I am watching them too. They are not rare. The piece above, the platter, is Japanese umanome from the late Edo period. Probably produced in the Seto region, these platters, I am learning as I read online, were in prolific use along the Tokaido Road. Yanagi Soetsu cited them as an inspiring example of robust, brisk, ‘honest’ ceramics during the folk art revival of the ‘twenties in Japan – the Mingei Movement. Umanome means horse eyes. That’s what the circles are supposed to be, arranged around the perimeter of the form. Typically these platters have six…my platter has seven. During my first few evenings with my new ceramic pieces a favorite feature of the platter is…I have to say…not the eyes…the six small rough dots closer to the center. These were not made with the brush. I think these are scars in the glaze surface from wads that lifted the next platter up a bit in the kiln.
Putting down my spoon I reach for the platter and flip it upside down. Its foot is wide and low, just right for arranging on top of the wads placed on the platter below it – in the days before kiln shelves, the chamber was sometimes filled with pots that were designed to stack easily one on top of another, separated and kept from fusing together as the glaze surfaces melted by the use of little refractory pellets – wads. I look closely at the unglazed foot – yes, sure enough, there are the small rough dots. I picture my platter taking its place in the stack, the tall column of ware in the kiln. It was neither at the top, nor at the bottom.
My friend sent a follow-up email after I got the pieces. “Regarding your new antique pots,” he started, and helped me understand them by describing their histories a little, and, importantly, where & when it was that he acquired them himself, some sixty years ago. “Those aren’t horse eyes,” he said also. “Those are clouds.”
The second piece here on the table with me now is smaller, more delicate, higher-fired, and older. It is a Song Dynasty bowl probably made in south-east China & exported to Indonesia. Like bowls generally, as compared to platters, a more overt and prosaic flat form, this particular bowl is more graceful and ethereal. Bowls often have a hidden quality that platters lack – a shifting, musical, essence that you can’t see but feel. Bowls are more mysterious and cosmic – you use them more every day, though.
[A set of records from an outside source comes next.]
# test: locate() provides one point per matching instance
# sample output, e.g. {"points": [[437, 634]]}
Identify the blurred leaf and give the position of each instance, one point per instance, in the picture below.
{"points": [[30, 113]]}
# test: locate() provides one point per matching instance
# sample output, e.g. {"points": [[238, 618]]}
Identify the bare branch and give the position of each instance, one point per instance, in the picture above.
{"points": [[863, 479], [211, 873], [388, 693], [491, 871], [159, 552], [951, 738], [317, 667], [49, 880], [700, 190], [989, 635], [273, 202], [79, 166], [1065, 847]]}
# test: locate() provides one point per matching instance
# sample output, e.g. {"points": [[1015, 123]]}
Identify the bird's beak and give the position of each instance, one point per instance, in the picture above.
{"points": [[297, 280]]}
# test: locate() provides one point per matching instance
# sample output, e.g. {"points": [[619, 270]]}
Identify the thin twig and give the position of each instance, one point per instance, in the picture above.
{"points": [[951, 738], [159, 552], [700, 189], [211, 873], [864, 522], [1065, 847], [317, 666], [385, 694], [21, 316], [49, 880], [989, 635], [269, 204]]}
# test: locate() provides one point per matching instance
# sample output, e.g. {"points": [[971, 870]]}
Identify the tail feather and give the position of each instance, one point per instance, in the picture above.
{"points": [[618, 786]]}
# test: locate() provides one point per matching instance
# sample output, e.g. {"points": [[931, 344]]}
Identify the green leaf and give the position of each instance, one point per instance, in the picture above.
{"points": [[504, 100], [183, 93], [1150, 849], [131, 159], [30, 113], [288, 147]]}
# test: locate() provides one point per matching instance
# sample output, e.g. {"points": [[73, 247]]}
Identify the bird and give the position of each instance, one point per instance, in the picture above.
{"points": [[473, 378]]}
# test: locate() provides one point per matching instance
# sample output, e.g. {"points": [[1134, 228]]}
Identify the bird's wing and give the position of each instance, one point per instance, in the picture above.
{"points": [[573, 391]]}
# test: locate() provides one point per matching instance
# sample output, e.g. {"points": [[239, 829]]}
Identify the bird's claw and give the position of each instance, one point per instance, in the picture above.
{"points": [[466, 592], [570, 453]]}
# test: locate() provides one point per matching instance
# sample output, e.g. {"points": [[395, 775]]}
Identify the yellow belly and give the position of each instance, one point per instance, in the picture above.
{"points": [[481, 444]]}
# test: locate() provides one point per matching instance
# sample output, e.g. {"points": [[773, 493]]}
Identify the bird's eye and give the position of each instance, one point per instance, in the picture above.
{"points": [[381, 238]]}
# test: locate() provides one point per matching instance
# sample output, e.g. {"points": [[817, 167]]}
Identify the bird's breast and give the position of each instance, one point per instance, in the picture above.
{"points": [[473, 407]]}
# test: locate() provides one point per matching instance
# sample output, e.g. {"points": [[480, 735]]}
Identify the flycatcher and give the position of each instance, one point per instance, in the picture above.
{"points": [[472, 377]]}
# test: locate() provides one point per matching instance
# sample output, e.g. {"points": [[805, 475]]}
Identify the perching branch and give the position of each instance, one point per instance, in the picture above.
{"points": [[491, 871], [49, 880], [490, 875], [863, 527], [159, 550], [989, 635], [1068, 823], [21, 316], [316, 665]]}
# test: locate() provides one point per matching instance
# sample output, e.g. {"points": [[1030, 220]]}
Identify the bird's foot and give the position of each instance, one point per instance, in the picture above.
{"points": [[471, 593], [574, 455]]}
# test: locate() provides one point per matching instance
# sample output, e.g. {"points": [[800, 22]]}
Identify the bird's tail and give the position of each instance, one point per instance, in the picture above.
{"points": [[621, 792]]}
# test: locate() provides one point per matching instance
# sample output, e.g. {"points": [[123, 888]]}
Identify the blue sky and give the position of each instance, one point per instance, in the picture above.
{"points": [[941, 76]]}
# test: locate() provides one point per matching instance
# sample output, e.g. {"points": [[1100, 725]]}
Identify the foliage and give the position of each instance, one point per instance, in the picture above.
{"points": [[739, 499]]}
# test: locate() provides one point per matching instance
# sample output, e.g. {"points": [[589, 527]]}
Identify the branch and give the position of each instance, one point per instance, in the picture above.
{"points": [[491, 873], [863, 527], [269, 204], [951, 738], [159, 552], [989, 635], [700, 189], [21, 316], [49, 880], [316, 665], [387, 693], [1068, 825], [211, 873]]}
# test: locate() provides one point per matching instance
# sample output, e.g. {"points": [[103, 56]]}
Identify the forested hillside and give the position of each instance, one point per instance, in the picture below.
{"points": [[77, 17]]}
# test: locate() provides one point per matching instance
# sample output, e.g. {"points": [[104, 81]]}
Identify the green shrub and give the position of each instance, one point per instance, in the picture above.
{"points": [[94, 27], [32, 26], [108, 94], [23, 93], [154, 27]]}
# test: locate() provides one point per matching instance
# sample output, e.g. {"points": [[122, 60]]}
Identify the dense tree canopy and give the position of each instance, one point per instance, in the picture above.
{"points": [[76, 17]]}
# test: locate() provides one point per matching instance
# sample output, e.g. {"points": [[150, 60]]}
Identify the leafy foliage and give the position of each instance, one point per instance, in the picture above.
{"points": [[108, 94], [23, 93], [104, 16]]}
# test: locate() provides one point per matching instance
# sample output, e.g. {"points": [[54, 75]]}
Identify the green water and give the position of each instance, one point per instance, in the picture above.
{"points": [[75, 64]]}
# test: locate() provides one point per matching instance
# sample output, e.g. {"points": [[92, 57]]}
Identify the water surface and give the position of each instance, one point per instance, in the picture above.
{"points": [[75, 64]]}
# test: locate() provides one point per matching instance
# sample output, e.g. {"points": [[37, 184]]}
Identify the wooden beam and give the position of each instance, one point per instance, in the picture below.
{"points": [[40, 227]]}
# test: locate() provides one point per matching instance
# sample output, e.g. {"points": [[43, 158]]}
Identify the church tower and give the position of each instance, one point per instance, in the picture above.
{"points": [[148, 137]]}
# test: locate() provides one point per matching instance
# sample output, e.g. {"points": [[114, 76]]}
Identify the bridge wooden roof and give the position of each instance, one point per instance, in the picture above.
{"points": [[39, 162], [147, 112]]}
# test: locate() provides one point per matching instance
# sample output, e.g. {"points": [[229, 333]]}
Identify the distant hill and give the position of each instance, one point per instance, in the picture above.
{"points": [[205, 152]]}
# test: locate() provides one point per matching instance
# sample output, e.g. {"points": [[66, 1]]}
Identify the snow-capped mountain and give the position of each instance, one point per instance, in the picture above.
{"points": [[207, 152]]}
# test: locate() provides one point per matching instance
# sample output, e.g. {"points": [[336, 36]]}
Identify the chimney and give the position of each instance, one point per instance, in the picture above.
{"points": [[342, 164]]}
No iron brushwork on this bowl, as the umanome platter has – instead, under the greenish crackly glaze, some sweeping, quickly-rendered, loopy designs. “Those are lotus flowers,” my friend said.
You can feel the motion of the potter’s hand, holding some short thin stick and trailing it through the still-wet clay, as you hold the bowl now. Better hold it with both hands – better stop eating and put the spoon down again, slow down and just look for a second.
Night, when I return to the kitchen and check on my new pieces a last time before sleep, it is the bowl I am glancing at as I switch the light over the kitchen table off, and as, from the window over the sink, moonlight fills the room.